Where are you at in your relationship with God? Are you clinging to facts of God and trying to filter them through the lens of your experience? It is no wonder that you feel overwhelmed by the task in front of you. True Biblical salvation is more than a decision at an altar to ask Jesus into our hearts. It is transforming and all-consuming. And we don’t have a relationship with a God only described on paper between Genesis and Revelation. We have a relationship with a living God whose story begins there and is infinitely bigger and deeper than we could ever hope to imagine or understand. The key to this life is that God is LIVING. He doesn’t always work or speak like we think He should, like the God our finite minds have decided to put boundaries around and keep in a nice safe box so life will never be too overwhelming.

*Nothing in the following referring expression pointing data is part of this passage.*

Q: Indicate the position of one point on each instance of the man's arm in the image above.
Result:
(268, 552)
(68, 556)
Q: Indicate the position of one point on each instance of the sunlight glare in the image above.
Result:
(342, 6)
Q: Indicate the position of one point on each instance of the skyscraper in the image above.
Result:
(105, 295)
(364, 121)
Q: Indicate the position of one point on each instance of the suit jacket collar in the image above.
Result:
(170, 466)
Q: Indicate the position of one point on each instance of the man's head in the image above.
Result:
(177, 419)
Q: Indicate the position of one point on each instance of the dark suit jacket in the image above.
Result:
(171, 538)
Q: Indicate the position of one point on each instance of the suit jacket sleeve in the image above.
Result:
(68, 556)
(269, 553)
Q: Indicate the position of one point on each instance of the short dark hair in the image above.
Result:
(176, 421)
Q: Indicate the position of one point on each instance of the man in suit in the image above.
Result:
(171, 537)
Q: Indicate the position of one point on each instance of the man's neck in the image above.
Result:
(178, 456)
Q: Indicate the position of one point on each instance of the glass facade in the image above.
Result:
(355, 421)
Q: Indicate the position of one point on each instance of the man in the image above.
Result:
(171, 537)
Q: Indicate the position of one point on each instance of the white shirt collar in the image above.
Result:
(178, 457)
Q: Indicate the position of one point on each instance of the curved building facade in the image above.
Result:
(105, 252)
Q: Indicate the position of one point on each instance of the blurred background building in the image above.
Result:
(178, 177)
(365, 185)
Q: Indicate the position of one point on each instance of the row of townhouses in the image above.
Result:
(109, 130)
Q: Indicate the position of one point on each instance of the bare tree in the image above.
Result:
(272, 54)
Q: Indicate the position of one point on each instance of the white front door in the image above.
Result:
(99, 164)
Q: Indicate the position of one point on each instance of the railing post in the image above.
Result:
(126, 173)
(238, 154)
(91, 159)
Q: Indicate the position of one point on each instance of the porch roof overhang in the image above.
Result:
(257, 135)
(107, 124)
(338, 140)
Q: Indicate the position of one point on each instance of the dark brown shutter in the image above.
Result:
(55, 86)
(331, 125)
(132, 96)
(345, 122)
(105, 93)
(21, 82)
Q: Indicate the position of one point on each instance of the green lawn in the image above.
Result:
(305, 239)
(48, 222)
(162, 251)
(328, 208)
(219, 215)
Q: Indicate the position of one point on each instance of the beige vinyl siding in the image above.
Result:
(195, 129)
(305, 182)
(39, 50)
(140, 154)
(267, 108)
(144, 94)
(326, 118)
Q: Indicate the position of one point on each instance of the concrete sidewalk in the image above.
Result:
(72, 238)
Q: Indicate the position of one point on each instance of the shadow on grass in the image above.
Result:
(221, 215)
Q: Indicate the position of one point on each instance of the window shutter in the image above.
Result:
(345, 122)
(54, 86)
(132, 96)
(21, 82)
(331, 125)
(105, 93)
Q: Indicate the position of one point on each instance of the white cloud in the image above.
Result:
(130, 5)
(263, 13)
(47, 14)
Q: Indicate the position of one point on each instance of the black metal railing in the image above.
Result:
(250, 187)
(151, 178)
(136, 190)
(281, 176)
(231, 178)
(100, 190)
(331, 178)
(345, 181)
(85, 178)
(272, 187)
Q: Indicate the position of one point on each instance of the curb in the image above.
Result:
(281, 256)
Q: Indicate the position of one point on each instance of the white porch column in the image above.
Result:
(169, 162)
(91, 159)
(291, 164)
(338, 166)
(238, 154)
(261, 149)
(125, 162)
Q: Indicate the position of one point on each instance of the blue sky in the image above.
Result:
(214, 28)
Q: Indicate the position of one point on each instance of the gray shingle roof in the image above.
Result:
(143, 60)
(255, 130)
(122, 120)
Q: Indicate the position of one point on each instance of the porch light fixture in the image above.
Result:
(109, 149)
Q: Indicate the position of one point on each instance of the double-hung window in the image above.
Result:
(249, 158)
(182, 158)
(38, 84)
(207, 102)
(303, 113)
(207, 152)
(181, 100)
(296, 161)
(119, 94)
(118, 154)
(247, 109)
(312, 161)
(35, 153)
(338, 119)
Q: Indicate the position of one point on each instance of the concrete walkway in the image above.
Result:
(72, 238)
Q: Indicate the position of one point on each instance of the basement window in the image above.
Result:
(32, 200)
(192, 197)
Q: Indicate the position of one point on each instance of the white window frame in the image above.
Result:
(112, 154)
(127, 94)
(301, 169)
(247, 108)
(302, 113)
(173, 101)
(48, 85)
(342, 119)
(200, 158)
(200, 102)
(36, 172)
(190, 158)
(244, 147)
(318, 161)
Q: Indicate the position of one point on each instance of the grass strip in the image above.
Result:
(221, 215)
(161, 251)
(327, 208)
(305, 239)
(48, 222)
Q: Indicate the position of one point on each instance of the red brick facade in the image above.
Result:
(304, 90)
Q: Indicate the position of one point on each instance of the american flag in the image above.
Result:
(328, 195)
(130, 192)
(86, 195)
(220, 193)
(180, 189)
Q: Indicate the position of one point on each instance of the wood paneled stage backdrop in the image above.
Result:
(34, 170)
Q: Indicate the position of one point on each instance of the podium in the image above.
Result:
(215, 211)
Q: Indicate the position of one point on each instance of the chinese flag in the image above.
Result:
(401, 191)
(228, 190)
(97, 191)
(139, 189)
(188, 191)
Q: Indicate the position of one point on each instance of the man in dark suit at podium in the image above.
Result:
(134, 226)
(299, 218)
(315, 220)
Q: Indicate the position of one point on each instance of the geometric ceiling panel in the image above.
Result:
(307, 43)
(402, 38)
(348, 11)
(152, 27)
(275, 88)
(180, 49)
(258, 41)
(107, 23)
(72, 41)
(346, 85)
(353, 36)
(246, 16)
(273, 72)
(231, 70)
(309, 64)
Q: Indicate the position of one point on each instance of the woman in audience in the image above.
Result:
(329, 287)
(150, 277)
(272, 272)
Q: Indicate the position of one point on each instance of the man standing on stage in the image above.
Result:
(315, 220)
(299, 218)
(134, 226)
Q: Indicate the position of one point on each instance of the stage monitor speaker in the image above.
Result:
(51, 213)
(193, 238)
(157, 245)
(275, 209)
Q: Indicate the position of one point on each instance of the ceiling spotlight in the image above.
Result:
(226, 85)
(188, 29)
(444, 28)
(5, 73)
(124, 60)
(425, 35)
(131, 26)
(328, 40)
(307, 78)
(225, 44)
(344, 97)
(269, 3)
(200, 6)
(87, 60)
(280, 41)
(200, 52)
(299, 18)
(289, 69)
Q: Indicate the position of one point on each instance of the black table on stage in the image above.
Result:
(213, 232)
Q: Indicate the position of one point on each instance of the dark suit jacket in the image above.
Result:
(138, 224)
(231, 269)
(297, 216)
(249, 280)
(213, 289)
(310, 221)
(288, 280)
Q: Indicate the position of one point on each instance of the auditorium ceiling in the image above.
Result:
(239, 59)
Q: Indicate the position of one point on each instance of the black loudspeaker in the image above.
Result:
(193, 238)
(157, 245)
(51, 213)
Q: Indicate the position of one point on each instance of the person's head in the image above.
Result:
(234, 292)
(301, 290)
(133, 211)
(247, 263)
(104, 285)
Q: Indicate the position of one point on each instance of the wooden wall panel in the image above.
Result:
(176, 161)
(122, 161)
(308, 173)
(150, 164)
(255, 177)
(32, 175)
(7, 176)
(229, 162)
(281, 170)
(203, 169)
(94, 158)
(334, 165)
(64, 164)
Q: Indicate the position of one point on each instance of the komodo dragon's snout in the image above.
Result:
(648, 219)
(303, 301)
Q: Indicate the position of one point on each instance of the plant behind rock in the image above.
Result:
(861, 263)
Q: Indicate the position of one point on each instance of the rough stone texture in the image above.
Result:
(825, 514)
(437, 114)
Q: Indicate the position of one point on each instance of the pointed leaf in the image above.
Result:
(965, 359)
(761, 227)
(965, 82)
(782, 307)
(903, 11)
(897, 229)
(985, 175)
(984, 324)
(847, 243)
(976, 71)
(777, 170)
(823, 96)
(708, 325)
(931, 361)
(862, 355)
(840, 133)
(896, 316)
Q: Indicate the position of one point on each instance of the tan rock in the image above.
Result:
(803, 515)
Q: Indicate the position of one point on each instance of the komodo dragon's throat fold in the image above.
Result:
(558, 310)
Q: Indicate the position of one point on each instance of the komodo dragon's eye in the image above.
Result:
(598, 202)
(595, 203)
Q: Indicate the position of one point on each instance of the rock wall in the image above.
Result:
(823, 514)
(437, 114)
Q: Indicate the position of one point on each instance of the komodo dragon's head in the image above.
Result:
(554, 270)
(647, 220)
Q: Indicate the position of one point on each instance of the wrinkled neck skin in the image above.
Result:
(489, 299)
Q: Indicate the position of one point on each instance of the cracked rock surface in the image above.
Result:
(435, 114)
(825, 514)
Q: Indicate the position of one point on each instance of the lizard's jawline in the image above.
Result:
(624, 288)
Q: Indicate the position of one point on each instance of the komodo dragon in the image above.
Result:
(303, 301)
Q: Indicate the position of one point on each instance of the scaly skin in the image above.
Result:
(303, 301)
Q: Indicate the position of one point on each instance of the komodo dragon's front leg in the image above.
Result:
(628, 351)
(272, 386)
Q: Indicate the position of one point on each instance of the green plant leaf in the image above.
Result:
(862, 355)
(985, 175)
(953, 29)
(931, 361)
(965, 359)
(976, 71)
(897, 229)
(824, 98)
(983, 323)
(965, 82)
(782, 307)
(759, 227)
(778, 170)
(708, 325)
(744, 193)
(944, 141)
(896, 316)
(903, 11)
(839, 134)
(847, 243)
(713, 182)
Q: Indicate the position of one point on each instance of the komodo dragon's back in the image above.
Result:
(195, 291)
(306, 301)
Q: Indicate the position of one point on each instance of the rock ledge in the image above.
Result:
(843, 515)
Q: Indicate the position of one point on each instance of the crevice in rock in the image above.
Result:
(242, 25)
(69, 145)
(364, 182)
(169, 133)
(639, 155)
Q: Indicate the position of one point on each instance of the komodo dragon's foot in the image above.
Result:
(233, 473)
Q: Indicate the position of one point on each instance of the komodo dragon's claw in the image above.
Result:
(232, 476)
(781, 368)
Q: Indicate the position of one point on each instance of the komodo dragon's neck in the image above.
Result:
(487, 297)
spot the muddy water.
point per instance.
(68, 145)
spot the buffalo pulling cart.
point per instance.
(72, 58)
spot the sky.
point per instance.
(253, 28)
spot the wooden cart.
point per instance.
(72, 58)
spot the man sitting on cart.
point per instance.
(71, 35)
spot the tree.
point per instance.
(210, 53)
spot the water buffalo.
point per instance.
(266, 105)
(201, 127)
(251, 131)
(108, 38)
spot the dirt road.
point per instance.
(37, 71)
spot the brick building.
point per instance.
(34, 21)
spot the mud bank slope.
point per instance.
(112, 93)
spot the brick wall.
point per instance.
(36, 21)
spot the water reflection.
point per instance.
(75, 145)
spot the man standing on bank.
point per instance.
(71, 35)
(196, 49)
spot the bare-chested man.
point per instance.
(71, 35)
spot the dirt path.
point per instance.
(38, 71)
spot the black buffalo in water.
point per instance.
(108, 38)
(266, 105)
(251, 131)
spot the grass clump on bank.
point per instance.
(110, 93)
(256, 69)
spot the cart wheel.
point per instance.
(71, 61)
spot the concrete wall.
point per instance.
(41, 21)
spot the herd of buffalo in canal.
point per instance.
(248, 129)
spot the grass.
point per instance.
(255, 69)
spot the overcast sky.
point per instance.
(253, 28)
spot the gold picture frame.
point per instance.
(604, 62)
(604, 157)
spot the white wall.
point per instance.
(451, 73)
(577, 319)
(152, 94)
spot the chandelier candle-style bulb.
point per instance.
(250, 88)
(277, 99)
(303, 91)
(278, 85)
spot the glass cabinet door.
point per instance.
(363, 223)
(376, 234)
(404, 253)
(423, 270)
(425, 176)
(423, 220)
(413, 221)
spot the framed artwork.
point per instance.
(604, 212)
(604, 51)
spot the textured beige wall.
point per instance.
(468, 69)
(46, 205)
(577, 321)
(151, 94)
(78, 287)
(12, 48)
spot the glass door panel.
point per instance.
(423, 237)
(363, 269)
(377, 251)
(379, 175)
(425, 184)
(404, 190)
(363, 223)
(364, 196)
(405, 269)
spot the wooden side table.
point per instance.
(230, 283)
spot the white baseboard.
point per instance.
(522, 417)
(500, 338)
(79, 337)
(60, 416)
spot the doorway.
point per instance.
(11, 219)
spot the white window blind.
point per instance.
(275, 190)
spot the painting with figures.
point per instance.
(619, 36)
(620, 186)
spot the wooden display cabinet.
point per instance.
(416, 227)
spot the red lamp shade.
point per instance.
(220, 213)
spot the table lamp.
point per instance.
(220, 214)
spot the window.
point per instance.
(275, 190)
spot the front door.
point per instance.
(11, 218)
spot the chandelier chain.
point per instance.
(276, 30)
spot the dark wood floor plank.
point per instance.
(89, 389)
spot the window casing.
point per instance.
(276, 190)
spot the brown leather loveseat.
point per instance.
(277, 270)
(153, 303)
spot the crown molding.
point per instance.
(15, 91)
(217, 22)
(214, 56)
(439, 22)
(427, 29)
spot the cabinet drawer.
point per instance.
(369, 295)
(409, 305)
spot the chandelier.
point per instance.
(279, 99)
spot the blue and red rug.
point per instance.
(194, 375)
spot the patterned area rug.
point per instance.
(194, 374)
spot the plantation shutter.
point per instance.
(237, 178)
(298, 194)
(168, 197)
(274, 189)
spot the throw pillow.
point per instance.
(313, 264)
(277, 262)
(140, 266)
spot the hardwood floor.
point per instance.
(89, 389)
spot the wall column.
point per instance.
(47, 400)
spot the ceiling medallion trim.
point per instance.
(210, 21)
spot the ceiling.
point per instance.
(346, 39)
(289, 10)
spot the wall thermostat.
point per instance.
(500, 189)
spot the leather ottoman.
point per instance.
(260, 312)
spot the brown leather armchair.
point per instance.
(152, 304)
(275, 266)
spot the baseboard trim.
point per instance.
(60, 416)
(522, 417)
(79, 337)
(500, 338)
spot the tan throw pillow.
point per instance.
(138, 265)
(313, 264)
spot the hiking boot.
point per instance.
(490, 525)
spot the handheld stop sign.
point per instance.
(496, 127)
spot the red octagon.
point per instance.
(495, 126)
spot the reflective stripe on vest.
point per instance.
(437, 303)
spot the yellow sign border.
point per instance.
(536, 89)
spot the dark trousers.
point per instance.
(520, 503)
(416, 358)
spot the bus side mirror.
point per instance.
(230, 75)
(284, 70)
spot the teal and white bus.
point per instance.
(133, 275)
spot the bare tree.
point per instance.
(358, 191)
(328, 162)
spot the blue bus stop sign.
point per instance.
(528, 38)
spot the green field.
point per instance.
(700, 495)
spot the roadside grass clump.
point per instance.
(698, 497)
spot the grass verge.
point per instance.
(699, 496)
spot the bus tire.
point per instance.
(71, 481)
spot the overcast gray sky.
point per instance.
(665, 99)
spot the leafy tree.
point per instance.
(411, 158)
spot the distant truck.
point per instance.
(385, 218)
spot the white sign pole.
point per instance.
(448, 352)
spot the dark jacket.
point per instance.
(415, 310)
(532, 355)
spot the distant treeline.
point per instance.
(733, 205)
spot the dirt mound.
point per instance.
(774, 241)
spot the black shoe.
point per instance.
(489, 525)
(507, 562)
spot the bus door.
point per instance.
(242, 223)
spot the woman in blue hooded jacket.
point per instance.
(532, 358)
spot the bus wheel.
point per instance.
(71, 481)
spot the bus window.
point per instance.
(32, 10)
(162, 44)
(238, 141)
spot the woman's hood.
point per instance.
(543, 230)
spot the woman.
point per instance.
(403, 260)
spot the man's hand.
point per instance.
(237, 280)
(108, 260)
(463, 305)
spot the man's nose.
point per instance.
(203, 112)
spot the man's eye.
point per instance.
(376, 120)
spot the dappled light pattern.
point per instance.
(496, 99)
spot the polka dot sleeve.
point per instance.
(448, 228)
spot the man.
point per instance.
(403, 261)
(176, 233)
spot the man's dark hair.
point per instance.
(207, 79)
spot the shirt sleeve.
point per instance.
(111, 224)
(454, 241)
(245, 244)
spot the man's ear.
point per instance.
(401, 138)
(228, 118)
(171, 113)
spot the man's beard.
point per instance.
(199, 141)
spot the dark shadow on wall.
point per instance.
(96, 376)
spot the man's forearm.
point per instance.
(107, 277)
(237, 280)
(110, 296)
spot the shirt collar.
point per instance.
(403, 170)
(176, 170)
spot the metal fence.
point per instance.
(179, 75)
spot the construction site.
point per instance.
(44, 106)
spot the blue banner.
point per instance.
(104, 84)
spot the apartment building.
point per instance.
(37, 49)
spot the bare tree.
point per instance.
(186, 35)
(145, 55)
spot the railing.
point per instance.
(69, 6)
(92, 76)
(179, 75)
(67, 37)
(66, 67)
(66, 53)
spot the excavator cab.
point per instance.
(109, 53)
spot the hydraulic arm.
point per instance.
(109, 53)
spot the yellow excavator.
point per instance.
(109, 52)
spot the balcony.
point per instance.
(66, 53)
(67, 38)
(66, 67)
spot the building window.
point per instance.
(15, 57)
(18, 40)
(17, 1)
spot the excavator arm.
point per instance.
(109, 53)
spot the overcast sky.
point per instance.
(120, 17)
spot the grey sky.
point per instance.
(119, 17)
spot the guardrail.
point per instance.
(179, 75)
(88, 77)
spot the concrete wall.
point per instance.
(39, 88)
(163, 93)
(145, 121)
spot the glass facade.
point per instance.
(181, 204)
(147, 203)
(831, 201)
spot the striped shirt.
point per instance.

We have a relationship with a God who is always pushing those boundaries and asking things of us that we can only do in Him. It is a journey of trust…do you trust Him? Do you trust Him even with all that you cannot do?
I have discovered recently that I have been singing the same song for a lot of years, and it is quite frankly…boring. The song reads: “I can’t.” Those are, my friends, the complete set of lyrics to the song. However, God is giving me a new song, and there are more lyrics than, “I can.” When God changes our lives, He doesn’t just give us the opposite of what we had before. It is better than that. It isn’t just life, but life to the full: ABUNDANT LIFE. However, we choose to accept it. So the decision is yours: will you stay in the place you are, sitting in the chair and waiting for life to pass you by? You won’t make any mistakes, but you will always wonder what life could have been like if you had dared to trust God. You alone choose today: do you want the safe life? Or do you want the abundant life? Take His hand and go for it. DANCE. Allow God the opportunity to rewrite your story. Sing a new song for Him!